The central limit theorem (CLT) is a fundamental result in probability and statistics, stating that the average of many independent variables is approximately Gaussian. The CLT underpins numerous and widely-used data analysis methods for estimation, hypothesis testing, constructing confidence intervals, and uncertainty assessment. However, the accuracy of the CLT approximation may degrade significantly in high-dimensional data problems. To address this challenge, a growing body of literature has recently emerged aimed at developing CLT bounds to support valid statistical inference in high dimensions. In this talk, I will introduce a novel and near-rate-optimal CLT for hyper-rectangles that holds under minimal conditions. As an application, I will examine ordinary least squares regression in high-dimensional and model-free settings commonly encountered in data science. I will present bounds for the Gaussian approximation error of the ordinary least squares estimator, yielding practical confidence sets with guaranteed coverage and accuracy. Our results highlight the dependence on the dimensionality and other characteristics of the data-generating distribution, enabling highdimensional and efficient inference with off-the-shelf methods.
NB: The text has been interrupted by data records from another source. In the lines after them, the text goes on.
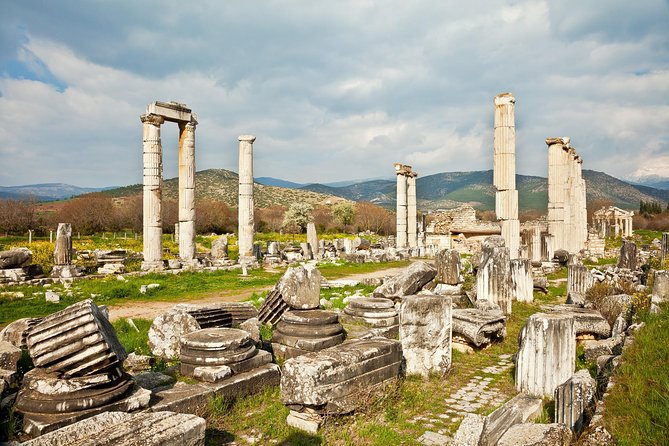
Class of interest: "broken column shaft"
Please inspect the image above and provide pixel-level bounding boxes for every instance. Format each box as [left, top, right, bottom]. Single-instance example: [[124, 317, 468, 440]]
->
[[237, 135, 256, 263]]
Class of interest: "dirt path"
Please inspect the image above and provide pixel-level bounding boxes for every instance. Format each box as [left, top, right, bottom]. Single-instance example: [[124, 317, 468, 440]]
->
[[109, 268, 404, 321]]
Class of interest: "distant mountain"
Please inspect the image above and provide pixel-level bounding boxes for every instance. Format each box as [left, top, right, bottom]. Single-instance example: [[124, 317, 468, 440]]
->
[[105, 169, 350, 208], [302, 170, 669, 212], [0, 183, 113, 201]]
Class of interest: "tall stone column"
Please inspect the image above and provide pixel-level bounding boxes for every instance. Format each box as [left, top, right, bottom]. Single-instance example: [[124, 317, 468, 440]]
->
[[238, 135, 256, 263], [407, 172, 418, 248], [493, 93, 520, 259], [178, 121, 197, 262], [395, 163, 408, 249], [140, 113, 164, 270]]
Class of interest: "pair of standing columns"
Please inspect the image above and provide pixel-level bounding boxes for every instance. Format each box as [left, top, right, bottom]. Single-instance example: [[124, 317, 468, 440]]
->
[[394, 163, 418, 248], [140, 102, 197, 270]]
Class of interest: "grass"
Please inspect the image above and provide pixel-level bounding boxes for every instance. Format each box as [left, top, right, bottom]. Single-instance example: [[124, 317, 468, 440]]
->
[[605, 305, 669, 446]]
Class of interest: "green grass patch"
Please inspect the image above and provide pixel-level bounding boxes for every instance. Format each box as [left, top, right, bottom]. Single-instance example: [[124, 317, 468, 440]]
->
[[604, 305, 669, 446]]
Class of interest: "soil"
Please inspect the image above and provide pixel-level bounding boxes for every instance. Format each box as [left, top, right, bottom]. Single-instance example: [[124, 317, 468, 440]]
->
[[109, 268, 404, 321]]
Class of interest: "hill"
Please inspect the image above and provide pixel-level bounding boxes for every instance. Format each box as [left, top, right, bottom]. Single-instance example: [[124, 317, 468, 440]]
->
[[104, 169, 350, 208]]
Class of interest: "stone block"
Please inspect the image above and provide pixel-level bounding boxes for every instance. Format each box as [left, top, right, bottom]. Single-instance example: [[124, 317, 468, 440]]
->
[[23, 412, 206, 446], [374, 262, 437, 297], [497, 423, 572, 446], [515, 313, 576, 397], [400, 296, 452, 377]]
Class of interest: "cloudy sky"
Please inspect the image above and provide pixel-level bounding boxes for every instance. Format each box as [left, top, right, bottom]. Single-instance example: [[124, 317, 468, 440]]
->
[[0, 0, 669, 186]]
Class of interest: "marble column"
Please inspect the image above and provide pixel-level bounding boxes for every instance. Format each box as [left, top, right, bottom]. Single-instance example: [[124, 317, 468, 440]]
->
[[238, 135, 256, 263], [140, 113, 164, 270], [407, 172, 418, 248], [395, 163, 408, 249], [493, 93, 520, 259], [178, 122, 197, 262]]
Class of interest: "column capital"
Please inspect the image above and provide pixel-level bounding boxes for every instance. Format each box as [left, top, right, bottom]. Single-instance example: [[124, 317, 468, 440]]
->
[[139, 113, 165, 127]]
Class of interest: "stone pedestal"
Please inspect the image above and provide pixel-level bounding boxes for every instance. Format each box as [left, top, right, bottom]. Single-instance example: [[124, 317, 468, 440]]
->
[[238, 135, 256, 262], [555, 370, 597, 434], [140, 114, 164, 270], [511, 259, 534, 302], [178, 122, 196, 262], [400, 296, 452, 377], [476, 236, 513, 314], [341, 297, 400, 339], [435, 249, 463, 285], [516, 313, 576, 398], [272, 310, 344, 359]]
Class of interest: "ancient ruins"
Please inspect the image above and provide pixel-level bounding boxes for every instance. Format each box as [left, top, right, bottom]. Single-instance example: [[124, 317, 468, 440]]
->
[[140, 102, 197, 270]]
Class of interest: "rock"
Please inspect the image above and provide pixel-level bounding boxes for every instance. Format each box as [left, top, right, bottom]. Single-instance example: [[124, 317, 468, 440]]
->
[[453, 413, 486, 446], [400, 296, 452, 377], [515, 313, 576, 397], [453, 308, 506, 347], [374, 262, 437, 297], [479, 393, 543, 446], [44, 290, 60, 304], [435, 249, 464, 285], [280, 338, 402, 414], [258, 265, 322, 325], [149, 309, 201, 359], [554, 370, 597, 435], [497, 423, 572, 446], [22, 412, 206, 446], [0, 341, 21, 372], [417, 431, 452, 446], [0, 248, 33, 269]]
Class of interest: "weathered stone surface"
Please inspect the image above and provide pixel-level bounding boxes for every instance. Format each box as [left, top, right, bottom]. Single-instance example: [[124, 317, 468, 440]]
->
[[0, 318, 42, 348], [618, 240, 637, 271], [479, 393, 543, 446], [583, 335, 625, 361], [149, 309, 201, 359], [476, 235, 513, 314], [515, 313, 576, 397], [400, 296, 452, 377], [497, 423, 572, 446], [211, 235, 228, 260], [258, 265, 322, 325], [453, 308, 506, 347], [0, 248, 33, 269], [453, 413, 486, 446], [374, 262, 437, 297], [554, 370, 597, 435], [23, 412, 206, 446], [281, 338, 402, 413], [0, 341, 21, 372], [435, 249, 463, 285]]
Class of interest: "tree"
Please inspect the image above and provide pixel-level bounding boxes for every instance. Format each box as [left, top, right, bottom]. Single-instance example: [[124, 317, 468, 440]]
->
[[283, 201, 314, 233], [332, 201, 355, 228]]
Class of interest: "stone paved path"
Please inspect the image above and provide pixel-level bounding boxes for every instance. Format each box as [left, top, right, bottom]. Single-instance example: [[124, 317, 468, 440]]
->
[[409, 354, 513, 434]]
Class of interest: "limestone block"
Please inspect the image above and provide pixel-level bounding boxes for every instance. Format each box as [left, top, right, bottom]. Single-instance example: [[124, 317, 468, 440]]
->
[[453, 308, 506, 347], [497, 423, 572, 446], [479, 393, 543, 446], [435, 249, 463, 285], [280, 338, 402, 413], [211, 235, 228, 260], [476, 236, 512, 314], [149, 309, 201, 359], [515, 313, 576, 397], [618, 240, 637, 271], [511, 259, 534, 302], [0, 248, 33, 269], [554, 370, 597, 435], [374, 262, 437, 297], [23, 412, 206, 446], [400, 296, 452, 377]]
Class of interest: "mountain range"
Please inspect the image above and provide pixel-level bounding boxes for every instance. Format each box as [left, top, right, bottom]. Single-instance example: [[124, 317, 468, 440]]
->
[[0, 169, 669, 212]]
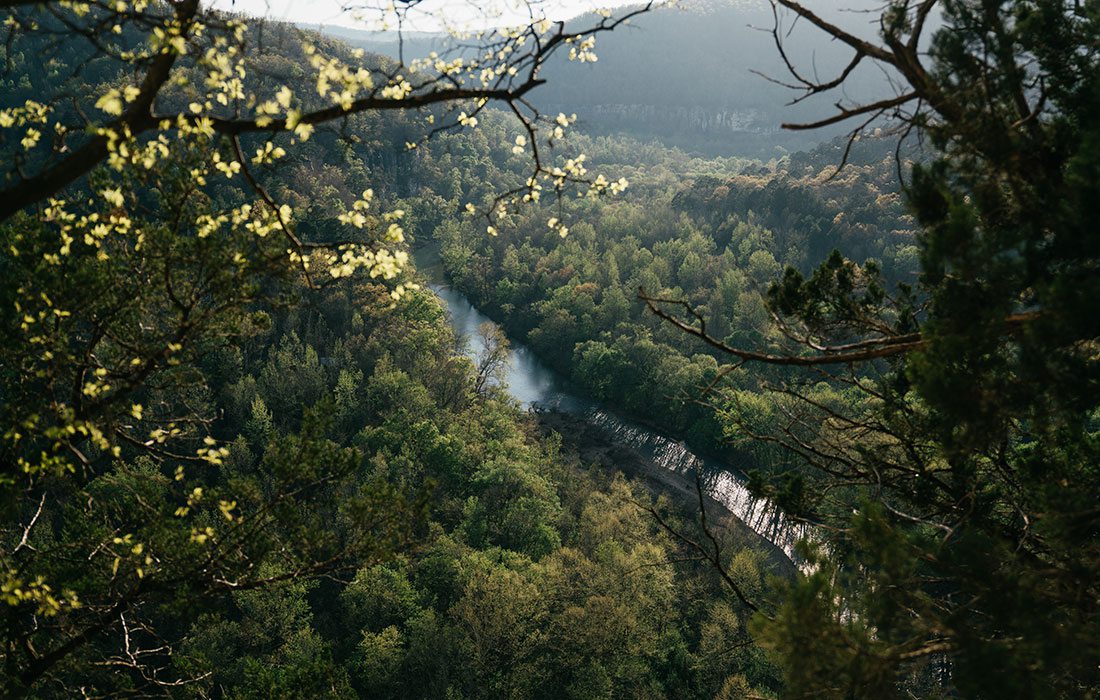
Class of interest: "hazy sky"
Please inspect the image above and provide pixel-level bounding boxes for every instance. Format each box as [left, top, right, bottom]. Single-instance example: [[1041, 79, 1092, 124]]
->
[[213, 0, 637, 31]]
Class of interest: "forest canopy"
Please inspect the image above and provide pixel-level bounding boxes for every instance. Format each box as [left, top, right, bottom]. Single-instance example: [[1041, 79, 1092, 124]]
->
[[0, 0, 1100, 699]]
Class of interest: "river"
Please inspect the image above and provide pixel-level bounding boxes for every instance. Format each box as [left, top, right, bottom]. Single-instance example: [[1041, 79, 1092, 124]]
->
[[414, 243, 809, 564]]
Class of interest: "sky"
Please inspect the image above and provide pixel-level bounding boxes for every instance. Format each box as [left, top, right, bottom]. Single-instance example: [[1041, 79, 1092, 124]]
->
[[213, 0, 637, 32]]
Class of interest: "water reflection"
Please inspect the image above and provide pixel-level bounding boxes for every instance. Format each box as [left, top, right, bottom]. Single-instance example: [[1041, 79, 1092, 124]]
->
[[415, 245, 809, 562]]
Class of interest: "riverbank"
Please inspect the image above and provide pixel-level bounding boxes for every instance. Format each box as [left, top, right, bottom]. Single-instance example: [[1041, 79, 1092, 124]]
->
[[532, 411, 798, 579]]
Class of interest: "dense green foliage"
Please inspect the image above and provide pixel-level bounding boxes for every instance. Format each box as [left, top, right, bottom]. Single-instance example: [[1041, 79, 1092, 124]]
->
[[0, 13, 779, 698], [433, 125, 919, 466]]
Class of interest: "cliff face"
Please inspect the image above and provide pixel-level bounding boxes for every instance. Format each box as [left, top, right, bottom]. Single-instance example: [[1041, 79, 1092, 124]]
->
[[332, 0, 889, 158]]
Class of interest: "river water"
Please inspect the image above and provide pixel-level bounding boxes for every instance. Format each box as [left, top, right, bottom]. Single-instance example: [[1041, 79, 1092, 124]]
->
[[414, 243, 809, 564]]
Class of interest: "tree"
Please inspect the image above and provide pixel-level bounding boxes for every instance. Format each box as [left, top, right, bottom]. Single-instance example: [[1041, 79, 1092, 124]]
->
[[474, 321, 509, 396], [642, 0, 1100, 698], [0, 0, 647, 697]]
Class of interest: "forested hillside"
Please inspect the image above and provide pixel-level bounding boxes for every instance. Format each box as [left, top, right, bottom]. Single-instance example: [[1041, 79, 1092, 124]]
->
[[320, 0, 884, 160], [0, 9, 778, 698], [0, 0, 1100, 700]]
Joint work with Heejong Bong, Arun Kumar Kuchibhotla, and Larry Wasserman.

Bio: I am a Professor in the Department of Statistics and Data Science at Carnegie Mellon University. I received my PhD in Statistics at Carnegie Mellon in 2005 under the supervision of Stephen E. Fienberg and never left. My research interests revolve mainly around the theoretical properties of statistical and machine learning models for high-dimensional data under various structural assumptions, such as sparsity or intrinsic low dimensionality. In my research work I have investigated a broad range of issues related to the feasibility of statistical inference in a variety of problems, including high-dimensional regression, time series, privacy, categorical data analysis and graphical modeling, statistical network analysis, algebraic statistics, density-based clustering, topological and geometric data analysis and change-point detection. Though predominantly of theoretical nature, my research work is motivated by highly practical problems in data science and has direct methodological implications, as it aims at deriving theoretical guarantees in support of existing methods and algorithms.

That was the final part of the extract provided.